The main sources of lead ore, named in order of their importance, are the United States, Australia, Spain, Germany, and Mexico, which account for over 80 per cent of the world's production. Most of the countries of Europe outside of Spain and Germany produce small amounts of lead, but are largely dependent on imports. Spain exports argentiferous lead and pig lead mainly to England and France, with minor quantities to other countries of Europe and to Argentina. Before the war Germany, which was the largest European consumer, utilized all its own production of lead ores and imported an additional 10 per cent of the world's ores for smelting, as well as considerable amounts of pig lead. Its principal deposits were those of Silesia; under the Peace Treaty they may possibly be lost to Poland, leaving German smelters largely dependent on imports. Australia before the war normally shipped lead concentrates and pig lead to England and also to Belgium, Germany, and Japan. England, the second largest European consumer, before the war had insufficient smelting capacity within the British Empire and was partly dependent on foreign-smelted lead. During the war, however, England contracted for the entire Australian output, and enlarged its smelting capacity accordingly. This may mean permanent loss to Belgium, which had depended mainly on the Australian ores for its smelting industry before the war.
In North Africa there is a small but steady production of lead, most of which goes to France. Recent developments in Burma have shown large reserves of high-grade lead-zinc-silver-copper ores, and this region may be expected to become an important producer. There are also large reserves of lead in the Altai Mountains of southwestern Siberia and in the Andes Mountains of South America.
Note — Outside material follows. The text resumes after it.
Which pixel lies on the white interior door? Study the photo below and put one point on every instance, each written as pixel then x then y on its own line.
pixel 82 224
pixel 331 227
England, through control of Australian and Burman lead mines and smelters, domestic smelting facilities, and some financial control in Spain, Mexico, and elsewhere, and France, through financial control of Spanish and North African mines and Spanish, Belgian, and domestic smelters, have adequate supplies of lead.
The United States produces about a third of the world's lead and twice as much as any other country. Normally the domestic production is almost entirely consumed in this country. Mexico sends large quantities of bullion and ore to the United States to be smelted and refined in bond. Mexican lead refined and exported by the United States equals in amount one-sixth of the domestic production. Small quantities of ore or bullion from Canada, Africa, and South America are also brought into the United States for treatment.
Through domestic production, smelting facilities for Mexican ore, and commercial ownership in Mexico and elsewhere, the United States controls over 45 per cent of the world's lead production. Before the war Germany, through the "Lead Convention" or International Sales Association, and through smelting and selling contracts with large producing mines, practically controlled the European lead market as well as exports from Mexico and the United States and from Australia. During the war German foreign influence was practically destroyed.
In the United States about a third of the production of lead comes from southeastern Missouri and about a fourth from the Cœur d'Alene district of Idaho. The five states, Missouri, Idaho, Utah, Colorado and Oklahoma, produce about nine-tenths of the country's total output. Reserves of lead ore are not large in proportion to demand, contrasting in this regard with zinc ore.